Wednesday 19 June 2019

A ‘Very Long Uphill Road’ for Assange

By  and Gregory Wilpert 



Posted in: Civil Liberties, Media (Alt), Media (Main), Repression | No comments


GREG WILPERT: It’s The Real News Network, and I’m Greg Wilpert in Baltimore.
Last week, UK Home Secretary Sajid Javid gleefully signed the extradition request from the U.S. to hand over WikiLeaks founder Julian Assange. The U.S. is seeking Assange’s extradition because it has charged him on 18 counts of having violated the Espionage Act of 1917. The final decision on the extradition request now rests with British courts. The first extradition hearing was scheduled for last Friday, but Assange’s poor health made it impossible for him to attend in person, and so he appeared remotely via video link.

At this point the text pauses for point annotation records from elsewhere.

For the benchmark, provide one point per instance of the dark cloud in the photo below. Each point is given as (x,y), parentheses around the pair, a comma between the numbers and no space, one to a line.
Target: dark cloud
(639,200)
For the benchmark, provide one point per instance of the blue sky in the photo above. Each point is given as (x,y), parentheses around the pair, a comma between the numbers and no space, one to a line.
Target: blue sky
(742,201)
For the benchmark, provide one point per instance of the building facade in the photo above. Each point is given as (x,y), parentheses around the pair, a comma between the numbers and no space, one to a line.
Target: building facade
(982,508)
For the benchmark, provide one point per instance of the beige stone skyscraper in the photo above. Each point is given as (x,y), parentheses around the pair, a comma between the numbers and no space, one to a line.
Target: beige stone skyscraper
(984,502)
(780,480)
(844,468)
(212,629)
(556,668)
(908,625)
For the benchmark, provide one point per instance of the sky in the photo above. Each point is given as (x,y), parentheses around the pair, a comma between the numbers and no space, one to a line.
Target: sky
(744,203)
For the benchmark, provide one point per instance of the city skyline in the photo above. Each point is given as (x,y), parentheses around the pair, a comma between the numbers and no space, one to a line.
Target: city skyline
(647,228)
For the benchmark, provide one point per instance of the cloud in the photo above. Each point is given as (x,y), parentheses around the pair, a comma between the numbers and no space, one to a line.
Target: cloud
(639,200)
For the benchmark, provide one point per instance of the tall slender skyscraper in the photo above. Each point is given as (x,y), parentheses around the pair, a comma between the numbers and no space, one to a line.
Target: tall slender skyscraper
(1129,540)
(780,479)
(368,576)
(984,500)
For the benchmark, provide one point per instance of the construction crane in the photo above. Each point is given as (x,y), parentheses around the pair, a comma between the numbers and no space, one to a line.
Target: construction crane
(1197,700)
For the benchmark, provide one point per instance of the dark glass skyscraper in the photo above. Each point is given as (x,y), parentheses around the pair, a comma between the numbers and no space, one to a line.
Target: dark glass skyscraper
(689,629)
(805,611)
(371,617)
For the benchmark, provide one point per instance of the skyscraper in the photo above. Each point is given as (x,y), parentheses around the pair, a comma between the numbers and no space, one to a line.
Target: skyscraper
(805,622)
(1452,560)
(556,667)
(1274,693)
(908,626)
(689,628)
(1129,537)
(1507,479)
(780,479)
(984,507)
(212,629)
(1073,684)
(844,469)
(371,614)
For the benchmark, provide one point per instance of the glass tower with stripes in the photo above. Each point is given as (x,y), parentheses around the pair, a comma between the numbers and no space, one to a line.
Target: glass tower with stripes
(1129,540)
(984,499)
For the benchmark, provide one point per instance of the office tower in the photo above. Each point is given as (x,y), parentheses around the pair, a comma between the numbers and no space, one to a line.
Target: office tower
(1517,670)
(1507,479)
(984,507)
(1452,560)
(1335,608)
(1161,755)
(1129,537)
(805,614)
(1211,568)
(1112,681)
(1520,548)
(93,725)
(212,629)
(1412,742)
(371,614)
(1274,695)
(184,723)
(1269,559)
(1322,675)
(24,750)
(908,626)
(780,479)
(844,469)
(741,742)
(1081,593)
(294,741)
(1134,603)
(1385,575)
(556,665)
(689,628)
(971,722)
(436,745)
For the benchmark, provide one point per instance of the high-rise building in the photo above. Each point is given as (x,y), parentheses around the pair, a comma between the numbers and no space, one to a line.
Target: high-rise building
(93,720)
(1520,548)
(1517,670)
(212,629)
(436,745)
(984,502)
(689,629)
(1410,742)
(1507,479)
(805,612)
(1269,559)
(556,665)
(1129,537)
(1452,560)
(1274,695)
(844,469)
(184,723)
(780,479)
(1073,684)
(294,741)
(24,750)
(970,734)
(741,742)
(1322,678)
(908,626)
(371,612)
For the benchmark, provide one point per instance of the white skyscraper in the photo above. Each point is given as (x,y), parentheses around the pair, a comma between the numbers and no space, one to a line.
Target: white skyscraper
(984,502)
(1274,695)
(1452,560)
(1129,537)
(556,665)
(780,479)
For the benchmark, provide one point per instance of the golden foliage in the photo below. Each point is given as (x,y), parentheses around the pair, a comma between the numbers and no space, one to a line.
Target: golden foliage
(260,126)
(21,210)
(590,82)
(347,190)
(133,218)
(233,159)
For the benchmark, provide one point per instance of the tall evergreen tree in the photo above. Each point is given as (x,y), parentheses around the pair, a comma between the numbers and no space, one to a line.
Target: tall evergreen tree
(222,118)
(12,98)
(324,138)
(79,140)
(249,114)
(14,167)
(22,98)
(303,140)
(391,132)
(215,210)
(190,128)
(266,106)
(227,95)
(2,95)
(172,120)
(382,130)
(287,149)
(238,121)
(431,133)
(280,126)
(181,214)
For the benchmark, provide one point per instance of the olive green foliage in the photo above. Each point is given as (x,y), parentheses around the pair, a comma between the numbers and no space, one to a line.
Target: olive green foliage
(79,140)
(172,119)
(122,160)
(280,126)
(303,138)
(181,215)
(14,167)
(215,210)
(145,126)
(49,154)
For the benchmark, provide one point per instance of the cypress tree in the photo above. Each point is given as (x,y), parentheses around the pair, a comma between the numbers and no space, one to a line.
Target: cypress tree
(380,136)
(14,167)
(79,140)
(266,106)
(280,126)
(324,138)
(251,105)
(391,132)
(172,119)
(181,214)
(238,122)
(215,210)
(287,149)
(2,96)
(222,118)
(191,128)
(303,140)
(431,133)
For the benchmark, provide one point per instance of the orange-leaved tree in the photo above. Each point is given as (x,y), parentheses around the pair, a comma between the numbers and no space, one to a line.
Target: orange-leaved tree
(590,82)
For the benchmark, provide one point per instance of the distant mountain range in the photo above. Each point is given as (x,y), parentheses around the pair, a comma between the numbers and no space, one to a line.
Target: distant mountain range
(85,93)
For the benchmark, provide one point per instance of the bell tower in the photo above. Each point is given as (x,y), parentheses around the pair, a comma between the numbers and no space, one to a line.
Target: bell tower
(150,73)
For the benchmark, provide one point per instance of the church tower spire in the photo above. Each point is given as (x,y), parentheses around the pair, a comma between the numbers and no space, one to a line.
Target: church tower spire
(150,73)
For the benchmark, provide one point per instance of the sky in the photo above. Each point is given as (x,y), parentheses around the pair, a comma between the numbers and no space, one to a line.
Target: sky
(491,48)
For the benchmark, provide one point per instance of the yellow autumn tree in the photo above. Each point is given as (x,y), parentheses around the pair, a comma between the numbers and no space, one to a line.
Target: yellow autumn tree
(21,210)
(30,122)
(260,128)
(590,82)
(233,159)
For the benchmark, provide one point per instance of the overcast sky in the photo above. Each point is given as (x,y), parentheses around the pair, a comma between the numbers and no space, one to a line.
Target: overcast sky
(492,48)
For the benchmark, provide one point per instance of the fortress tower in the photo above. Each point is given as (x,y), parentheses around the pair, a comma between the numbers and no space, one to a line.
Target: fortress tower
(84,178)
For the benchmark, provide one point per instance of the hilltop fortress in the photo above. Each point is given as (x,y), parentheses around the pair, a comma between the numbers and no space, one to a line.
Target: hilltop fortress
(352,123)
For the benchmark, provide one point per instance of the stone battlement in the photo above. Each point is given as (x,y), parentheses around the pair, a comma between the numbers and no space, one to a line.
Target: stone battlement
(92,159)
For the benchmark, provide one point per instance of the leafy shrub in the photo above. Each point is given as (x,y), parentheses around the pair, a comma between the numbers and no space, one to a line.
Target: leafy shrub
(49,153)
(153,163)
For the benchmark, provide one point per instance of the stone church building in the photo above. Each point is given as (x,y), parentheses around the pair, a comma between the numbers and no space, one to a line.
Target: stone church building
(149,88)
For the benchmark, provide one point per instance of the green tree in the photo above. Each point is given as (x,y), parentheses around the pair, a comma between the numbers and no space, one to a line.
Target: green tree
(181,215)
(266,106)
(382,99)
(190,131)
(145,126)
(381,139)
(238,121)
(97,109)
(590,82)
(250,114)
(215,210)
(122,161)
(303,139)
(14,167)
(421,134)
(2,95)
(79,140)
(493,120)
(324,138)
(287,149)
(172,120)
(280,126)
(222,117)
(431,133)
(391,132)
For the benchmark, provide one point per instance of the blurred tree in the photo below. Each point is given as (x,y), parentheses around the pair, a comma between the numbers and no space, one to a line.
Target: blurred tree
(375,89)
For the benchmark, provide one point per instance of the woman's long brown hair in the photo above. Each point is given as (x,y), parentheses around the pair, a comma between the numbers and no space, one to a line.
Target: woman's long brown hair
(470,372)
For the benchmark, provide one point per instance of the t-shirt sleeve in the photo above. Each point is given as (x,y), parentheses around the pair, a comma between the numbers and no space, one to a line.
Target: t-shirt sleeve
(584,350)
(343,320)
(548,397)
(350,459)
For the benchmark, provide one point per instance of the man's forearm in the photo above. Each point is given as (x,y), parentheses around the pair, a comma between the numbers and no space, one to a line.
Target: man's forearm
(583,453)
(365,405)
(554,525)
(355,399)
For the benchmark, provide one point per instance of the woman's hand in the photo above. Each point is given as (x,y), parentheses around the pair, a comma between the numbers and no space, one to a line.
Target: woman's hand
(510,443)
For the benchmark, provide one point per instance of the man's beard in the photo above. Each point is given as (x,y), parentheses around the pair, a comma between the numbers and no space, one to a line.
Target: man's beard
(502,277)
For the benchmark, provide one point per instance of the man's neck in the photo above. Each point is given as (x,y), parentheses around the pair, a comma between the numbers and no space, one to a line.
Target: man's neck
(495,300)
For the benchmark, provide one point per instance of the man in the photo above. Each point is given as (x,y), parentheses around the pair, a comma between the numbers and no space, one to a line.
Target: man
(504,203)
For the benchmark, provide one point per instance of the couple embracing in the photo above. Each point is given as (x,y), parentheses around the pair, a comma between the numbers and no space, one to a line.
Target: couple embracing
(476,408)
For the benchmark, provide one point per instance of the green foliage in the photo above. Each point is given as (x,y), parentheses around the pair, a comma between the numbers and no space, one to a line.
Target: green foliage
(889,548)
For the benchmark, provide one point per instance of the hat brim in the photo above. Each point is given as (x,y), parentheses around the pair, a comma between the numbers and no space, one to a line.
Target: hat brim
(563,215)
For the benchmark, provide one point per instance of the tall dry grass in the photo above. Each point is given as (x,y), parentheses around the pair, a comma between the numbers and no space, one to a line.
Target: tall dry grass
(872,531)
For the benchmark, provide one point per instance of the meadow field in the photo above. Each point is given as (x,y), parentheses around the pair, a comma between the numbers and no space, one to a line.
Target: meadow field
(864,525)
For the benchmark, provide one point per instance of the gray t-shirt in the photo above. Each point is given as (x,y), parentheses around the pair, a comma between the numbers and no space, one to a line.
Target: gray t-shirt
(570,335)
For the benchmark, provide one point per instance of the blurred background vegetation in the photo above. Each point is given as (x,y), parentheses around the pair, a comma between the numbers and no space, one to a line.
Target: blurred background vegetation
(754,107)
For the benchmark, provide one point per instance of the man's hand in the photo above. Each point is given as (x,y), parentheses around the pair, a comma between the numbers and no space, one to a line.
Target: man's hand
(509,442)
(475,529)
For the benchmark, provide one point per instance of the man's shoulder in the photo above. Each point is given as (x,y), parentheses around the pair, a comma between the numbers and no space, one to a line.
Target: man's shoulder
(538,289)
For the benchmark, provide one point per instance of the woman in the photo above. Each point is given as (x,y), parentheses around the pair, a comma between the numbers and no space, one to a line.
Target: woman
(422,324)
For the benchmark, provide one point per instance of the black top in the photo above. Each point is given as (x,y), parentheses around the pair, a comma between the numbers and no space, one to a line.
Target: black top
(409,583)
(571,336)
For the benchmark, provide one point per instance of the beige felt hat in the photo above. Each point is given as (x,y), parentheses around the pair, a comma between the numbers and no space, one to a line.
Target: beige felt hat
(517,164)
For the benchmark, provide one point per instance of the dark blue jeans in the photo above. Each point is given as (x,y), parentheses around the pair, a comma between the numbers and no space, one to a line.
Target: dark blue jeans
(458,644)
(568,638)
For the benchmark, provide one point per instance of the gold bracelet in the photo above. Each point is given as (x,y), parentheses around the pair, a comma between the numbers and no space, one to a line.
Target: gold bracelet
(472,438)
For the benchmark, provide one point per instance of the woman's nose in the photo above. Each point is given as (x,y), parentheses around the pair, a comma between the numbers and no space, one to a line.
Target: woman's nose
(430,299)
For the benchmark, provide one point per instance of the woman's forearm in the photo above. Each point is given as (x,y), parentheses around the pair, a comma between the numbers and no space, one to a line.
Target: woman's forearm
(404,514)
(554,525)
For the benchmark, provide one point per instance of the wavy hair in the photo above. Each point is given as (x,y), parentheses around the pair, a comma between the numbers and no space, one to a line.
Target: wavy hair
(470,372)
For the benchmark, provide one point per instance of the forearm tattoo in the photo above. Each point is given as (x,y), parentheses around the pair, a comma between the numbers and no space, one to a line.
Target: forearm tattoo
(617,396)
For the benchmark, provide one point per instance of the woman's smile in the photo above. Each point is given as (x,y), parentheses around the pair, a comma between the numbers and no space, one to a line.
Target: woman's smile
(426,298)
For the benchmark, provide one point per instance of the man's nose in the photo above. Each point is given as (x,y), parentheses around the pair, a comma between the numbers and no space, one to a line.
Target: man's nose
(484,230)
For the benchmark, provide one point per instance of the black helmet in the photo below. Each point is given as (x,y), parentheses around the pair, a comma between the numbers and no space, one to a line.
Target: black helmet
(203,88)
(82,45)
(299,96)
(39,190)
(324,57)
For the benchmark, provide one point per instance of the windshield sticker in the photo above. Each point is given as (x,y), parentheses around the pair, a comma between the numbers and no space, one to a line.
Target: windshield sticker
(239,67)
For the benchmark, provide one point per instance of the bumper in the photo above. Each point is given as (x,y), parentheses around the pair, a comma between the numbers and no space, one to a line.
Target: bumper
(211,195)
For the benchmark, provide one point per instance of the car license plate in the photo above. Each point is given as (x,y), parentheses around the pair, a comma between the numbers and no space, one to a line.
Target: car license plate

Assange has already spent seven years in a small room in Ecuador’s embassy in London, where he had received asylum under then-President Rafael Correa. However, Ecuador’s current President Lenin Moreno decided to suspend his asylum and allowed British police to enter the embassy and arrest him last April.
All additional hearings have now been suspended until February of next year. Meanwhile, Assange remains in a maximum security prison in Belmarsh, where he is serving a 50-week sentence for having skipped bail. Assange’s lawyer Jennifer Robinson responded to the court decision as follows.
JENNIFER ROBINSON: As we heard inside the court, this case is an outrageous affront to journalistic protections. This indictment will place a chilling impact and will affect journalists and publishers everywhere all over the world. by the U.S. seeking to extradite and prosecute a publisher outside of the U.S. who is not a U.S. citizen for having published truthful information about the United States: evidence of war crimes, human rights abuse, and corruption the world over.
GREG WILPERT: We’re now joined by John Pilger, who has been observing the Assange case very closely, and who was present at the extradition hearing last Friday. John is an award-winning journalist and documentary filmmaker, and his most recent film is called The Coming War in China. Thanks for joining us today, John.
JOHN PILGER: You’re welcome.
GREG WILPERT: So what was the hearing last Friday like? Did Assange have an opportunity to actually defend himself and to make his case? And what was the reaction from the U.S. lawyers and the judges there?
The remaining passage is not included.